When you try really hard to be something you’re not, it’s an exhausting battle you can never win. I also felt constantly inadequate and fake. I was afraid, “what if somebody finds me out? What if they realise I’m only pretending?”
“Your time is limited, so don’t waste it living someone else’s life. Don’t be trapped by dogma – which is living with the results of other people’s thinking. Don’t let the noise of other’s opinions drown out your own inner voice. And most importantly, have the courage to follow your heart and intuition. They somehow already know what you truly want to become. Everything else is secondary.” – Steve Jobs
In order to change I had to understand that the acceptance of others means nothing without the acceptance of myself – the one person I can’t pretend to. And while my inner critic constantly tries to tell me it’s not enough, it’s not the accepted norm, I am better at ignoring it.
Sure, my approach to leadership is not the standard yet.
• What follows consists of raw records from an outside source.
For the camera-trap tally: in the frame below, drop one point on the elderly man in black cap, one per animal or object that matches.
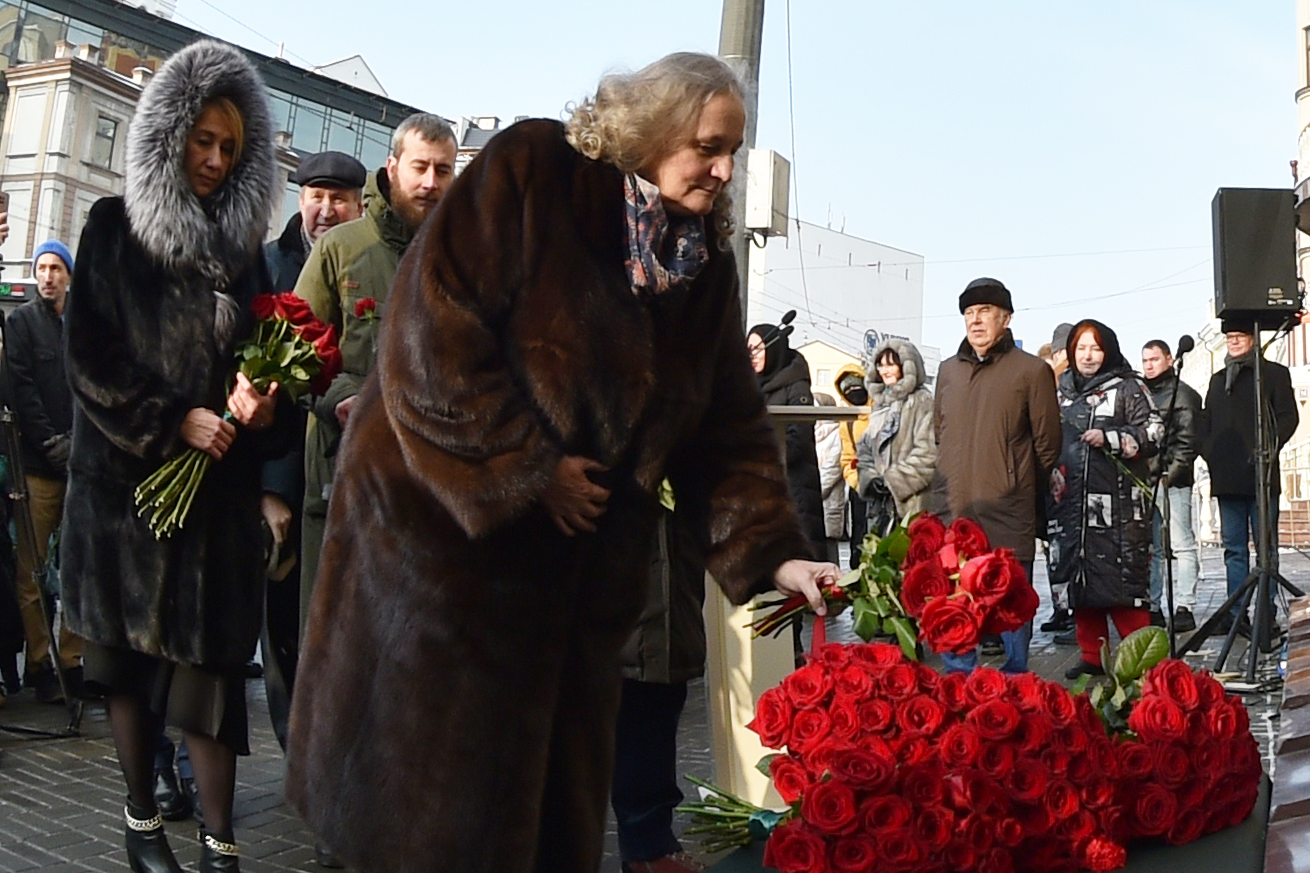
(1228, 445)
(330, 193)
(998, 435)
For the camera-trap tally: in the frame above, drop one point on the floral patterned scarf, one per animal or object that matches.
(663, 252)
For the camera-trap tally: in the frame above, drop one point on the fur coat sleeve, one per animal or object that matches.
(135, 407)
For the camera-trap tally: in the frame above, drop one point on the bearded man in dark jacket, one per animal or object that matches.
(38, 392)
(1179, 407)
(997, 438)
(1228, 446)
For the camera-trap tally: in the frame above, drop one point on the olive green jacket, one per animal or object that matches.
(351, 262)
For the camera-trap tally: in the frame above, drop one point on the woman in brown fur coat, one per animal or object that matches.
(563, 333)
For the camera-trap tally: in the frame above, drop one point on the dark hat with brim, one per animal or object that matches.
(985, 291)
(1238, 324)
(330, 169)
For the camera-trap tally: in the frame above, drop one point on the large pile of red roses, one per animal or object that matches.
(958, 587)
(891, 766)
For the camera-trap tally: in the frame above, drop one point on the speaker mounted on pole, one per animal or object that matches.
(1255, 254)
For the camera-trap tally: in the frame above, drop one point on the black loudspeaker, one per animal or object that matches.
(1255, 254)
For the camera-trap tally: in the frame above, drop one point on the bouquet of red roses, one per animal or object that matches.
(888, 766)
(958, 587)
(288, 346)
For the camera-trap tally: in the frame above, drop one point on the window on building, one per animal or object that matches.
(102, 144)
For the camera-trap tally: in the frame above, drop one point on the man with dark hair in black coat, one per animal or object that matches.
(43, 409)
(1229, 446)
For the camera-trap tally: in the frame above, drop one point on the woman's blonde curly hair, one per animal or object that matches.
(637, 118)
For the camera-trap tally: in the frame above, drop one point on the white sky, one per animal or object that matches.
(994, 138)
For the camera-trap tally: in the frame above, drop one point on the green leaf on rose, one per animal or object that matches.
(1140, 652)
(865, 619)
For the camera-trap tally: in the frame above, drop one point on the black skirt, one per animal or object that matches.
(195, 699)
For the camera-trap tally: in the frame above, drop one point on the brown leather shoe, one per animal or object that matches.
(676, 863)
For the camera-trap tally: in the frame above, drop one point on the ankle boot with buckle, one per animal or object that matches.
(218, 856)
(147, 843)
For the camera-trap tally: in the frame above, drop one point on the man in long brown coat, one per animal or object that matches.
(997, 422)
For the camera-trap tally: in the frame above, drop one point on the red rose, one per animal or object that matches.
(967, 538)
(1060, 705)
(794, 847)
(877, 716)
(831, 808)
(1097, 792)
(862, 768)
(1032, 733)
(1061, 800)
(920, 715)
(921, 784)
(818, 756)
(1135, 760)
(922, 582)
(856, 853)
(880, 654)
(900, 848)
(854, 682)
(292, 308)
(772, 718)
(1101, 855)
(994, 720)
(262, 307)
(366, 307)
(808, 726)
(808, 687)
(997, 759)
(926, 530)
(900, 682)
(985, 684)
(884, 812)
(1029, 780)
(1187, 827)
(789, 776)
(1154, 810)
(960, 745)
(1015, 610)
(1160, 718)
(950, 624)
(1170, 763)
(989, 577)
(934, 826)
(1173, 679)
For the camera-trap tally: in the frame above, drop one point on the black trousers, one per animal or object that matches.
(645, 789)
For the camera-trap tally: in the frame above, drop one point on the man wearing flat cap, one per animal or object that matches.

Business still tries to separate work and life, saying we need a balance of the two, but what if, in fact, there are no two separate areas?
However there is more and more buzz around this. It started in spiritualism – it encouraged people to find jobs that makes them happy, fulfilled. It spread, and we entered the era of freelancers, then digital nomads, and now we openly talk about positivity, authenticity, courage and even transcendence in leadership.
Here’s what I believe about fakeness: people are unable to resonate with it. It’s impossible to believe in someone who doesn’t show who they are. Is it always easy to open up, to remove the protection barrier? No. But it’s always worth it.